A jararaca, o procurador da República e o poeta

Dessa vez tentaram pegar o procurador da República, em Brasília, Luiz Francisco de Souza. "Enrolado em fitas", disseram dele, que já é tratado como "esquisito" pela imprensa, pela mídia televisiva, pela politicalha da capital.
Já disseram de tudo sobre o combativo procurador, retraído até na postura física, na voz. Mostraram na TV que ele dirige um Fusca velho, contaram que foi seminarista, atacam sua vida pessoal e dizem que quer aparecer.
Isso só reflete um detestável sociocentrismo, tendência que as pessoas têm de considerar o seu próprio grupo como uma norma padrão, e de criar expectativas de imagem de classe a que se deve corresponder -o modelo de poder, prestígio, dinheiro, comportamento e até relacionamento amoroso esperado.
Uma hipocrisia impossível de ser compartilhada pelos que disso divergem, os solitários sem grupo. Minha simpatia é toda para eles. O procurador me lembra o poeta. "Pedi tão pouco à vida e esse mesmo pouco a vida me negou", dizia Fernando Pessoa. Sempre achei uma dor visitar Lisboa por causa da lembrança desse poeta que não teve reconhecimento em vida, que vivia sozinho em quartos alugados e que expressou como ninguém a angústia e as contradições do homem moderno.
Sempre achei uma dor visitar Lisboa também por causa daquele monumento em mármore branco, em forma de caravela, que os portugueses chamam de Padrão dos Descobrimentos.
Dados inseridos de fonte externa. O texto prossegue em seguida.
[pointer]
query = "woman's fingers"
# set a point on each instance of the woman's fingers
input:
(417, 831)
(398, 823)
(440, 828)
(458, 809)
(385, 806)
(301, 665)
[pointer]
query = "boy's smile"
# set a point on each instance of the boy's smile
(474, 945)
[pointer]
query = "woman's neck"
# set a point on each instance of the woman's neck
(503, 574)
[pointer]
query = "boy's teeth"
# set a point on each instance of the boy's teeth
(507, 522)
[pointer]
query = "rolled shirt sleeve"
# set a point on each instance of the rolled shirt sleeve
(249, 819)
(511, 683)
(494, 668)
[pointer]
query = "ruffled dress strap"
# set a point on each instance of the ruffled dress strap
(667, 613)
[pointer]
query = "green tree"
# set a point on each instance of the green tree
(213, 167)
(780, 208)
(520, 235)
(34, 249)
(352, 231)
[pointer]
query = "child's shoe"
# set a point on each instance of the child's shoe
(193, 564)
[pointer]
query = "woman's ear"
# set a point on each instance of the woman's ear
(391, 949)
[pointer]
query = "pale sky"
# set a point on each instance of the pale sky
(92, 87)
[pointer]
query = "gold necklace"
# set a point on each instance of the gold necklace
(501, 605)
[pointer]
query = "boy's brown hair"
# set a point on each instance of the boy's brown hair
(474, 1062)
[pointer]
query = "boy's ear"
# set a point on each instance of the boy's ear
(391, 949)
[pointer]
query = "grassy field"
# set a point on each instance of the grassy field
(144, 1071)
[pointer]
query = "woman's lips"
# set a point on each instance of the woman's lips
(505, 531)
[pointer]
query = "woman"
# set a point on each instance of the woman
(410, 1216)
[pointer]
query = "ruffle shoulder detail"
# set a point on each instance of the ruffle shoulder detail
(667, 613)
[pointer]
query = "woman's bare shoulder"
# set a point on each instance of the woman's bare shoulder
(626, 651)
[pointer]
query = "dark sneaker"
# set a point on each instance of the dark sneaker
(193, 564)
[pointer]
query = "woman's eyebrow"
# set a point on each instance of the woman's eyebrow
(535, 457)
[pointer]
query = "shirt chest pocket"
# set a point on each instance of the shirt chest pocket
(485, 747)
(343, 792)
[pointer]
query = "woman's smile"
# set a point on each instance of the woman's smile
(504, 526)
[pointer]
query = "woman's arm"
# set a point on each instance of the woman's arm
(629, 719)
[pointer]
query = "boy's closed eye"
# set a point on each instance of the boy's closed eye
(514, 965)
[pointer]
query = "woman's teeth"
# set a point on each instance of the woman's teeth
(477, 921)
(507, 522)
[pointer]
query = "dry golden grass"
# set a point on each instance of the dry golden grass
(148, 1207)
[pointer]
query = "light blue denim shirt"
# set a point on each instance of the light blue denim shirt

Fica bem na beira do rio Tejo, que se alarga para o oceano Atlântico. É lindo. Dali saíram as caravelas que descobriram o Brasil e que, de um modo ou de outro, me arremessaram para este único destino de hoje. Por que não para outro? Lisboa desperta esse tipo de pergunta sem resposta. Todas as três vezes em que fui àquela cidade quis visitar uma vez mais esse lugar fatal, e o restaurante-bar frequentado por Pessoa, ele que se sentava à beira daquele mesmo Tejo e fazia suas conjeturas de profundo niilismo existencial: "Passo horas, às vezes, no Terreiro do Paço, à beira do rio, meditando em vão."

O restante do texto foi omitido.